Am up to my eyes in work hence the small number of posts recently. And just don't mention Christmas.

Anyway, just a reminder about the joint read of The Greengage Summer with Mrs B at The Literary Stew. We hope to post about it in the first week of January. Some of you might be thinking about summer holidays then and this book is suffused with heat and sunshine, so is a real anti-SAD remedy for dark mid-winter days.

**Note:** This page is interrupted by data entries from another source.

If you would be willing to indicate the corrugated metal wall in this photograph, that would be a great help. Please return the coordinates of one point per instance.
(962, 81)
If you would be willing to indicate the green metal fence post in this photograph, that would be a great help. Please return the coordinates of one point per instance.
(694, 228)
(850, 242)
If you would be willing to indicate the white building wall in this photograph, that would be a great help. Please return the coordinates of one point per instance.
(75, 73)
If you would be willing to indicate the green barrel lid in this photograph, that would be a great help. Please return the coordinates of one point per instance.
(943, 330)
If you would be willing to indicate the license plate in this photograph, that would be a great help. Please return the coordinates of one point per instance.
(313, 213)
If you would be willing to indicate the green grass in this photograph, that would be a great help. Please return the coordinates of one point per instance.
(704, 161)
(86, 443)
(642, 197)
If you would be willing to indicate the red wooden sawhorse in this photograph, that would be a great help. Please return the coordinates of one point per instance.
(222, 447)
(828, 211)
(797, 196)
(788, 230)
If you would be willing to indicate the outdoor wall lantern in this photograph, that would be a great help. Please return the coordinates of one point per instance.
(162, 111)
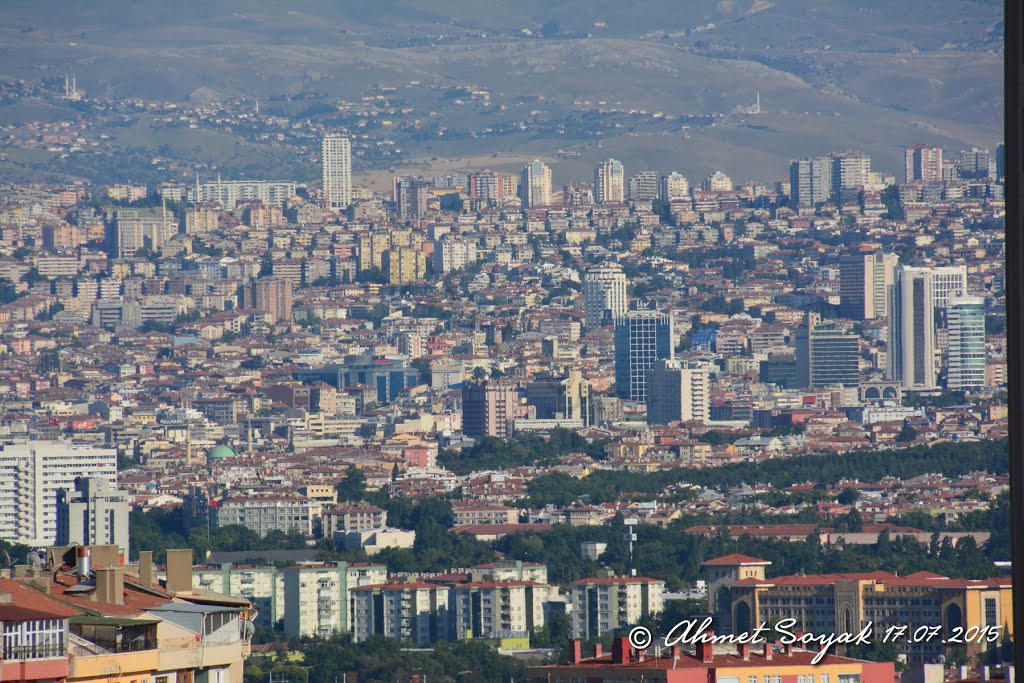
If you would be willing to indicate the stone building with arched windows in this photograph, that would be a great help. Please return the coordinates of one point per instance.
(741, 597)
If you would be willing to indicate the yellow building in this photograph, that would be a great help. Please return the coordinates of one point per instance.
(404, 265)
(84, 613)
(711, 664)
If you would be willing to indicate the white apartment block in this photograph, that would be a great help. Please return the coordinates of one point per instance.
(31, 475)
(453, 255)
(317, 597)
(94, 513)
(228, 193)
(337, 159)
(355, 517)
(604, 295)
(518, 570)
(502, 609)
(262, 586)
(267, 513)
(416, 612)
(600, 605)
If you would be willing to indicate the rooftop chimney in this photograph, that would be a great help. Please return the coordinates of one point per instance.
(83, 561)
(111, 586)
(145, 568)
(179, 570)
(621, 650)
(107, 556)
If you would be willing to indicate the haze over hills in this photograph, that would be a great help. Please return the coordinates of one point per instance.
(830, 75)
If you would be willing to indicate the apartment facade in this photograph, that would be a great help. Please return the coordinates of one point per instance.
(600, 605)
(33, 473)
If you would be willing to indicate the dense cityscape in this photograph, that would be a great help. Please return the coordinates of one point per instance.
(480, 425)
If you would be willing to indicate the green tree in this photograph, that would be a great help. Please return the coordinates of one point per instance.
(848, 496)
(353, 486)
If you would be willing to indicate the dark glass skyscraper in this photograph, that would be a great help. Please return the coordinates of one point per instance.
(641, 338)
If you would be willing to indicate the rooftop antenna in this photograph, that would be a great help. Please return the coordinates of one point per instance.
(631, 539)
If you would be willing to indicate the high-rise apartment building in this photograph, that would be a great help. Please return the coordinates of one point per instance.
(609, 181)
(95, 513)
(535, 189)
(977, 163)
(33, 473)
(675, 186)
(600, 605)
(849, 170)
(272, 296)
(604, 295)
(228, 194)
(489, 407)
(372, 248)
(337, 159)
(404, 265)
(411, 197)
(719, 182)
(136, 229)
(864, 282)
(915, 294)
(453, 254)
(487, 185)
(924, 162)
(678, 391)
(810, 181)
(262, 514)
(561, 397)
(642, 337)
(643, 186)
(497, 609)
(415, 612)
(316, 600)
(826, 354)
(966, 321)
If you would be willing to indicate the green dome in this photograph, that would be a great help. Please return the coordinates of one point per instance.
(220, 453)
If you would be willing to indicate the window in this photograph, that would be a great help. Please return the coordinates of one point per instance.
(991, 612)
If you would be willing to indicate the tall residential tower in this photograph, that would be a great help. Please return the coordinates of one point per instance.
(337, 157)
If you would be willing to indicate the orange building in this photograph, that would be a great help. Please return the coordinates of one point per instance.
(707, 664)
(920, 610)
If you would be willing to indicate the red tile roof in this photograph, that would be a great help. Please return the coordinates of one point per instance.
(734, 558)
(28, 604)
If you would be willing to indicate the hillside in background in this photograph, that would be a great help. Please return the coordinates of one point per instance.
(832, 75)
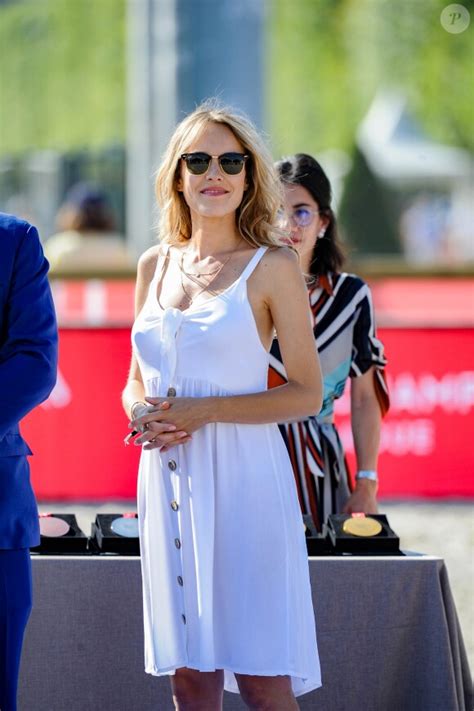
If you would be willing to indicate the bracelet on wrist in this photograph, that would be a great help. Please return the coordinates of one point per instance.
(137, 402)
(369, 474)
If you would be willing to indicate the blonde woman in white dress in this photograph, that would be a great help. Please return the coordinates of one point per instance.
(226, 591)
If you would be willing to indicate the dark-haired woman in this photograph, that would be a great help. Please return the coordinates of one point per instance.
(344, 329)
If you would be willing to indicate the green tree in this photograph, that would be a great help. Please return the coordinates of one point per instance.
(62, 74)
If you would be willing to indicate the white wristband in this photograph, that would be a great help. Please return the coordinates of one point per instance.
(367, 474)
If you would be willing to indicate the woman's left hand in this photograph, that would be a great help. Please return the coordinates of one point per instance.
(188, 414)
(363, 498)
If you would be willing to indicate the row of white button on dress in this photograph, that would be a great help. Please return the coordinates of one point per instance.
(174, 504)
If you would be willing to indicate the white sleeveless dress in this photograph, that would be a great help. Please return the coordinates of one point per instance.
(223, 554)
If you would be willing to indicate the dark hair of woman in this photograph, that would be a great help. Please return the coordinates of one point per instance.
(302, 169)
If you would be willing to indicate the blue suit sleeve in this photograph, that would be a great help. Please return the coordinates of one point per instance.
(28, 353)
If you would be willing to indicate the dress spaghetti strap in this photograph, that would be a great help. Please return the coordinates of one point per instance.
(253, 263)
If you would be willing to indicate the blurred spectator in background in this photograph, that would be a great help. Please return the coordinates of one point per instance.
(87, 240)
(344, 329)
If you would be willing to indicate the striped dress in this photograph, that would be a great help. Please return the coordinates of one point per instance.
(344, 329)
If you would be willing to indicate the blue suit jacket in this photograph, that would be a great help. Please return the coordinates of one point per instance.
(28, 362)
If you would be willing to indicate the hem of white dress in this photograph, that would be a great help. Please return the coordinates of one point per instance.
(169, 671)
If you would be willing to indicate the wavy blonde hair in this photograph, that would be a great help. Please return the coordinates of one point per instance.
(256, 215)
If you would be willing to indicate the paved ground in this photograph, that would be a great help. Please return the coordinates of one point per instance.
(443, 529)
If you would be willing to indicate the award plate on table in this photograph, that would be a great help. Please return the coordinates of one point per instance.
(60, 535)
(115, 533)
(361, 534)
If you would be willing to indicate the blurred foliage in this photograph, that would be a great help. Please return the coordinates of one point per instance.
(62, 74)
(328, 58)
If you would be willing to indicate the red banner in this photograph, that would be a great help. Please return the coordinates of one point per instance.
(77, 435)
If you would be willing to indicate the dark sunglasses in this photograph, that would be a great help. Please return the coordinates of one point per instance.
(230, 163)
(301, 216)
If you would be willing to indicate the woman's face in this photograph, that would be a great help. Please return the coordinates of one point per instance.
(215, 193)
(301, 207)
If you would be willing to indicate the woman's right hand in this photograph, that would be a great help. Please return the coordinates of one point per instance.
(156, 433)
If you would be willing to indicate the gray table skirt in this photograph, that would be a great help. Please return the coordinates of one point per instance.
(388, 634)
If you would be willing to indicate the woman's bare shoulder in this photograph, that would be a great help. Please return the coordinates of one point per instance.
(147, 262)
(280, 261)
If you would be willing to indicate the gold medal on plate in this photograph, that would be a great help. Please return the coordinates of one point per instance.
(363, 526)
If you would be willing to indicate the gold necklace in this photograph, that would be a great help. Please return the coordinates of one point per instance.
(194, 277)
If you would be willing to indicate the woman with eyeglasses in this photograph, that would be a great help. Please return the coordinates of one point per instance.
(227, 597)
(344, 330)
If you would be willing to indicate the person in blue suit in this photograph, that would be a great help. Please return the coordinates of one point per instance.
(28, 363)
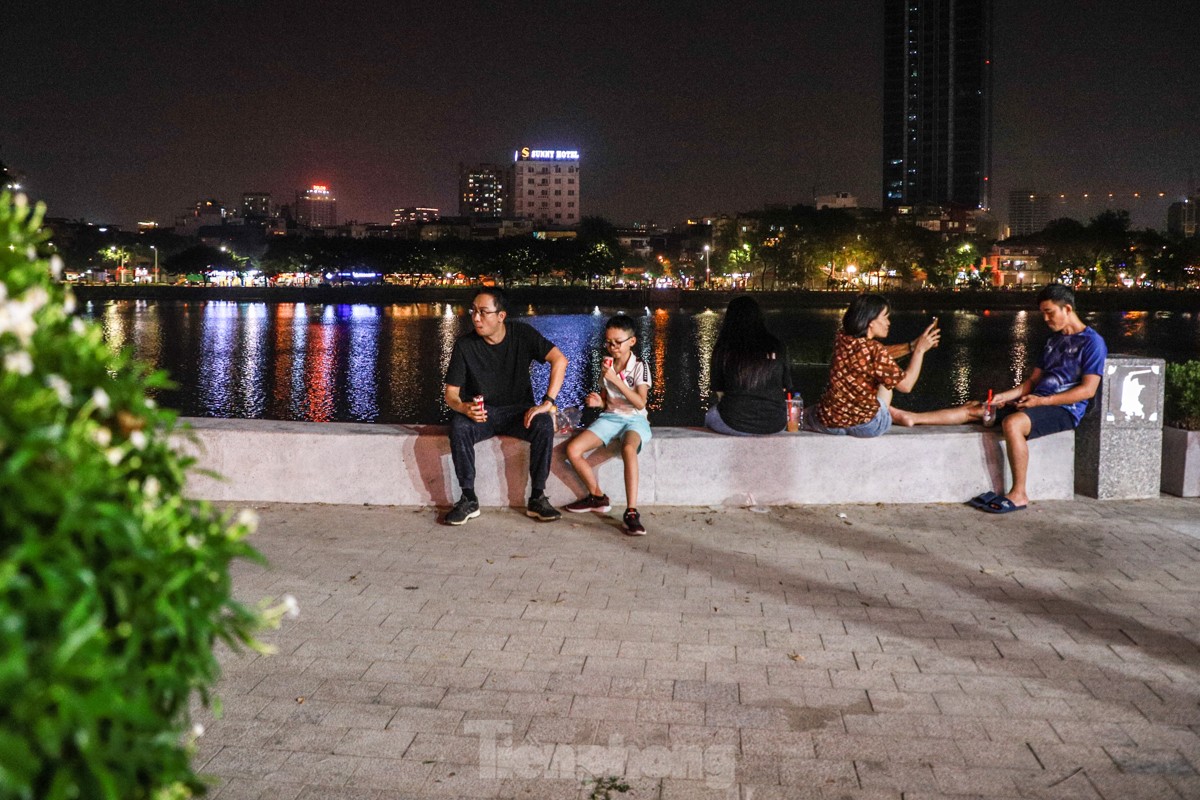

Looking back at my reading during 2009, I am ashamed once again at how few books I have actually read. Probably fewer than the books I've actually acquired, though some have been weeded out and sent to other readers (or to moulder overwinter in PTA store cupboards where they will probably die an ignominious death).
Even worse is the number of books I have abandoned (What I loved by Siri Hustvedt [disappointed she didn't write like her husband Paul Auster though why I thought she should I don't know], Darkness at Noon by Arthur Koestler [too depressing], The Stuff of Thought by Steven Pinker [too verbose], At-Swim Two Birds by Flann O'Brien [too rich] and The Diary of Anne Frank [well, this was a reread and I did read most of it, I just couldn't face rereading the last 50 or so pages for obvious reasons])

Oh dear, this is turning into a blog about books I haven't read (now there's a promising title). So I will quickly turn to my favourite read of this year (excepting The Greengage Summer) which is also France-related: The Discovery of France by Graham Robb. Forget the uninspiring title and the odd-looking cover, this is packed with fascinating stuff. Unfortunately, I can't quote directly from it because I have lent my copy to Clare (who was on holiday with me in France when I started it and got bored with me constantly reading out fascinating bits so probably doesn't need to actually read it herself).

It's a wonderful unofficial history of mainly rural France. Its main premise is the vastness of France and how little contact with the main centres most people had. How until relatively recently most people in France didn't actually speak French and didn't think of themselves as French. It is full of anecdotes about warring villages, odd customs and habits, superstitions and beliefs. One area used to make so much money from one annual two-week fair, that they would take the rest of the year off. Villagers at one hamlet high in the Pyrenees just used to sleep all winter, hardly eating at all, like hibernating bears. One village took up their pitchforks against another village because they'd put up a statue of the Virgin with her back(side) facing in their direction. But my favourites have to be the smuggler dogs who used to carry packages of salt between different administrative areas (only one of which had a salt tax). They were trained to hide in ditches whenever they saw a stranger.
So if you're not afraid of getting on your family and friends' nerves , I really recommend this.

Tuesday 8 December 2009

On Saturday it was the school Christmas Fair. Had done my bit making lop-sided biscuits and cakes with wonky chocolate icing slapped on at top speed when my son mentioned (rather belatedly) that he had to be at school at 12 o'clock in order to perform carols with the rest of the choir. Chocolate cake looked seriously deformed but may just have tasted okay.

Anyway, there was a very large bookstall where I spent a happy 45 minutes before my own volunteering stint clearing tables and washing up. First find was a Virago edition of Angel by Elizabeth Taylor which I clutched (appropriately enough) while listening to the choirboys singing The First Nowell. Also found: Back When We Were Grownups by Anne Tyler (which I think I have read before), Shadow of the Silk Road by Colin Thurbron and a lovely emerald-green hardback of After Julius by Elizabeth Jane Howard, a much under-rated writer. Also, SS-GB by Len Deighton, simply because I love his spy fiction. Well, I love any spy fiction really .

The Good Companion picked up a Charles Handy book, The Empty Raincoat, and said, 'Oh, I remember this, it's good, I wouldn't mind reading this again. Haven't we got a copy?'

'That is our copy,' I muttered, out of the side of my mouth, and smiled ingratiatingly.

'Ah.'


'Shall I buy it back for you? It's only 20p, I think I can manage it.'

'No, no, it's okay.'

After that, the afternoon became a case of spot the give-away.

'And is this ours? And was this ours? ... And this?'



Well, I have to clear the shelves and donate in order to make room for new stuff, don't I?